Numer dwa na liście najbogatszych Amerykanów mieszka w Omaha w stanie Nebraska w domu, który kupił w 1958 roku za 31,5 tysiąca dolarów. Chociaż jego fortuna jest szacowana na ponad 50 miliardów dolarów, Buffett żywi się głównie hamburgerami, popijanymi coca-colą. Gdy kiedyś w restauracji kelner chciał mu nalać drogiego wina, Buffett szybko zasłonił kieliszek ręką. – Nie dziękuję. Wolałbym, żeby pan dał mi równowartość tego wina w dolarach – powiedział. Kilka miesięcy temu odmówiono mu wstępu do jednego z ekskluzywnych klubów golfowych na Florydzie. Powód? W obdartych spodniach w kratkę i starej dżinsowej koszuli nie wyglądał na Warrena Buffetta.
Hinduski miliarder Azim Premji, właściciel imperium elektronicznego Wipro oceniany na ponad 13 miliardów dolarów, też nie lubi wydawać pieniędzy. Osiem lat jeździł starym fordem escort, nim zamienił go na początku tego roku na oszczędną toyotę corollę. Do pracy chodzi pieszo. Podczas podróży mieszka w tanich hotelach. Lata tanimi liniami, nosi tanie garnitury. Gdy jego syn brał kilka lat temu ślub, goście weselni jedli obiad na papierowych talerzach.

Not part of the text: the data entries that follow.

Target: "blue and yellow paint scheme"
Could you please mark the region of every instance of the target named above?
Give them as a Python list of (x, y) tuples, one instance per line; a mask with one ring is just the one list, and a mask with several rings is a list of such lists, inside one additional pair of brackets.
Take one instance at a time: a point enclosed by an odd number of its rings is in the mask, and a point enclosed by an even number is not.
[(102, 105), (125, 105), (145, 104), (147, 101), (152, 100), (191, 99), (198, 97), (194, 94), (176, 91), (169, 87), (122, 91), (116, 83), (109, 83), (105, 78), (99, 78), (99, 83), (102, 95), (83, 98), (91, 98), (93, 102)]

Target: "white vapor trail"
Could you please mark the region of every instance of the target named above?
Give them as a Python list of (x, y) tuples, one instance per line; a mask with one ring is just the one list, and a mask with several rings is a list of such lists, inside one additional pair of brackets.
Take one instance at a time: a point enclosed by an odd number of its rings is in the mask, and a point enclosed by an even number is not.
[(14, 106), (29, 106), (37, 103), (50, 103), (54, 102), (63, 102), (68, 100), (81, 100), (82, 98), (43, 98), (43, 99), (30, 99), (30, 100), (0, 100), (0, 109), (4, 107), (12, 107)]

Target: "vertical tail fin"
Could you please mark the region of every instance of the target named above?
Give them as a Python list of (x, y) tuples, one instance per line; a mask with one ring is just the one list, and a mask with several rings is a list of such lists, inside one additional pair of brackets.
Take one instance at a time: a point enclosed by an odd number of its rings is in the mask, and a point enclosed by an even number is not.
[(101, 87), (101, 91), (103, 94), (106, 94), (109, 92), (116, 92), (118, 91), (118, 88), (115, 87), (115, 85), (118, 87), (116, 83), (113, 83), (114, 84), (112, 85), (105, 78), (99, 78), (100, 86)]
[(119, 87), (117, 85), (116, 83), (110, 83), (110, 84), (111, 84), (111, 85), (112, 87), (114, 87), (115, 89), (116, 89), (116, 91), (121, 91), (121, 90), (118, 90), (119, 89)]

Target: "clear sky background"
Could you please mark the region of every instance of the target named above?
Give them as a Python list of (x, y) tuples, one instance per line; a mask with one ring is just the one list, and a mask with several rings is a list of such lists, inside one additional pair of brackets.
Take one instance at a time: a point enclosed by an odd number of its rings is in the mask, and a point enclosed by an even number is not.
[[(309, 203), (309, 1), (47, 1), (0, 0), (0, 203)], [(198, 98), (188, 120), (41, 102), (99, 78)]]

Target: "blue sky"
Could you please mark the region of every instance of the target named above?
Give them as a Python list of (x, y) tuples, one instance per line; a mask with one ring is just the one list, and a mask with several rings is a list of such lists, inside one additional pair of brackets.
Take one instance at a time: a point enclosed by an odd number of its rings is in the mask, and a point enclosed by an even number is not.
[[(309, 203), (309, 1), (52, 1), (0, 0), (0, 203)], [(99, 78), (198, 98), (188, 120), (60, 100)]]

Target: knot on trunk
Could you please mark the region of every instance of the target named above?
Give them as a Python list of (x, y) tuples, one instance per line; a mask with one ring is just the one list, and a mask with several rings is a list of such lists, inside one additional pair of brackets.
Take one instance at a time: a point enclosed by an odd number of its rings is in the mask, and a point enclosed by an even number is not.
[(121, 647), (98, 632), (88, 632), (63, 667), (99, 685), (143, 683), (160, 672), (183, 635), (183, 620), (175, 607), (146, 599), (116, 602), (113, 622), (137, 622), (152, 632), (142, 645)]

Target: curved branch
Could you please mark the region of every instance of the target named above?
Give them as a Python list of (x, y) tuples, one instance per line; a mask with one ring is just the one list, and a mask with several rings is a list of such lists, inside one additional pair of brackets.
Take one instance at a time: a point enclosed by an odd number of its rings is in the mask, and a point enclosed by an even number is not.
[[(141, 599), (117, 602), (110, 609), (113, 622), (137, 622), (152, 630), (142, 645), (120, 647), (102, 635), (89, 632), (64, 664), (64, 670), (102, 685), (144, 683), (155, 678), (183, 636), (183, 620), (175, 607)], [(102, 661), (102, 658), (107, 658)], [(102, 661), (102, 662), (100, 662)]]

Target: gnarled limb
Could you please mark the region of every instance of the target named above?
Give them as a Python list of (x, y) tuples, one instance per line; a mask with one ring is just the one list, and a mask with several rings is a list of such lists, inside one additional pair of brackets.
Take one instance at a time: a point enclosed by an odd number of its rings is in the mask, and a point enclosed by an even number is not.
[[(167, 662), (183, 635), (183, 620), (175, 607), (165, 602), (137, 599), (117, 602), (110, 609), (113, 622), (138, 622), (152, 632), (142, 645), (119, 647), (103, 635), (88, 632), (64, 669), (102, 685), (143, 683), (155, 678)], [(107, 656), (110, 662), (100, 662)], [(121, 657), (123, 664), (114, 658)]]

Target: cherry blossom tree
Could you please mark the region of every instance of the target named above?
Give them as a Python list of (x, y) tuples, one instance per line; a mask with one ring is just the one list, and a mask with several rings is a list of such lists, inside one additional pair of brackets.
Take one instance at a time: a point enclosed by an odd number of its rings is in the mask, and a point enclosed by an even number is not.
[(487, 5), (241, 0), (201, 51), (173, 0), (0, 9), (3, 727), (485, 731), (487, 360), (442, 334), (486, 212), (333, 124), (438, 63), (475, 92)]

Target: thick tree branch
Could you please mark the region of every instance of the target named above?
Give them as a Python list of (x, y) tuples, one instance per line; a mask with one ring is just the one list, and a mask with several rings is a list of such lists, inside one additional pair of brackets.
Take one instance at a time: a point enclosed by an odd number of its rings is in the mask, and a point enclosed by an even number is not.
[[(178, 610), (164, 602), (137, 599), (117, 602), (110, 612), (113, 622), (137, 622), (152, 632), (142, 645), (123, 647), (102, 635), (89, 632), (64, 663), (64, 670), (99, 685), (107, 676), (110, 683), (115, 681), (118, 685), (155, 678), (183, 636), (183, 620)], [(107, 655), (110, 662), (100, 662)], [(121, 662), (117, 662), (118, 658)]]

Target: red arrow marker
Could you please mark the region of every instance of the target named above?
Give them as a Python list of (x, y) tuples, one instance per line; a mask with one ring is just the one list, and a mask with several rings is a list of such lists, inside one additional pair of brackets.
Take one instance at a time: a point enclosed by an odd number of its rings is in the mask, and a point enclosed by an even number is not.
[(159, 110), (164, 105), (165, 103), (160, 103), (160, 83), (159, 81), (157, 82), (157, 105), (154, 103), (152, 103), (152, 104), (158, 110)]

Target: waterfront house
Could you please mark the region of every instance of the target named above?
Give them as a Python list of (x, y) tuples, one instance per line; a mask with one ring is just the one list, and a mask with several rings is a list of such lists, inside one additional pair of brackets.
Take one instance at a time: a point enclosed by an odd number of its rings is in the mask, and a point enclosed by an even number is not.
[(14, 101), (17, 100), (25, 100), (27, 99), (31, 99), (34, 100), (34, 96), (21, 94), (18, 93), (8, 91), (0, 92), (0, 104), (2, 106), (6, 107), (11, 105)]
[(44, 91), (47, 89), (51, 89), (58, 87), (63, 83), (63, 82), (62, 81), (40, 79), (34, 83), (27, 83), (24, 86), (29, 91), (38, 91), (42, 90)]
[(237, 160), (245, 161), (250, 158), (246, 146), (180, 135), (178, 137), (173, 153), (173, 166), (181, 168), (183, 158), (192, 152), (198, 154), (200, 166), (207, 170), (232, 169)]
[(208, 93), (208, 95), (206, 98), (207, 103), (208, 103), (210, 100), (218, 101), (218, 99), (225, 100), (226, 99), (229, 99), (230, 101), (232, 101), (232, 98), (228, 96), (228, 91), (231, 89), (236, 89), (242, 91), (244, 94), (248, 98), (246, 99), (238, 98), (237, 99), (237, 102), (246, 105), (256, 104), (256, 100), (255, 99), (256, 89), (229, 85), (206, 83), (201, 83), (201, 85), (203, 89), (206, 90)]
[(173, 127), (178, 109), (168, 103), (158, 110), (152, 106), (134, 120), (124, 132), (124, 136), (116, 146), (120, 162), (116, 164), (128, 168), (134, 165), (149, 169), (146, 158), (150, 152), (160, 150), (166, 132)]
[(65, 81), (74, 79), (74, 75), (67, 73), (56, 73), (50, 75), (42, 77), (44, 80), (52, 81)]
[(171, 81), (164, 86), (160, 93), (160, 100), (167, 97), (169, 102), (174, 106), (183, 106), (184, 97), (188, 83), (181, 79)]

Ingvar Kamprad, założyciel imperium meblowego Ikea, zajmuje siódme miejsce na liście najbogatszych ludzi świata. Nie widać tego po nim. Człowiek, który ma ponad 30 miliardów dolarów, wyposażył dom w meble własnej firmy i jeździ volvo z 1993 roku. Jedyny luksus, na który sobie pozwala, to jedwabny krawat. – Jak można wymagać od pracowników, by zaciskali pasa, kiedy samemu żyje się w luksusie. Nie wolno tracić kontaktu z rzeczywistością – podkreśla.
Oszczędny jest także kanadyjski miliarder David Cheriton, udziałowiec Google o majątku szacowanym na 1,6 miliarda dolarów. Profesor Uniwersytetu Stanforda jeździ rowerem i mieszka w domu, który kupił w 1981 roku w Palo Alto w Kalifornii. Nie tylko lata tanimi liniami, ale sam ścina sobie włosy. Nie on jeden. Również brytyjski miliarder John Caudwell uważa wizytę u fryzjera za stratę czasu i pieniędzy. Były właściciel warsztatu samochodowego zarobił 2,3 miliarda dolarów na telefonii komórkowej. Woli jazdę na rowerze od przejażdżki limuzyną z szoferem. Garnitury kupuje w brytyjskim domu towarowym Marks & Spencer, a wino w Tesco. – Nie potrzebuję drogich gadżetów, by podkreślić moją wartość – mówi.
Zdaniem „Forbsa” oszczędny styl życia może stać się w obliczu kryzysu finansowego coraz bardziej popularny wśród światowej elity finansowej. Według sondażu zrealizowanego przez amerykański instytut Prince & Associates, specjalizujący się w badaniach nad bogactwem, 59 procent miliarderów zaczęło oszczędzać. Na ostatnie targi dla bogaczy w Monachium, gdzie można między innymi kupić pozłacane jacuzzi, nie przyjechał ani jeden milioner, tym bardziej miliarder. Spadła sprzedaż jachtów, luksusowych nieruchomości i limuzyn.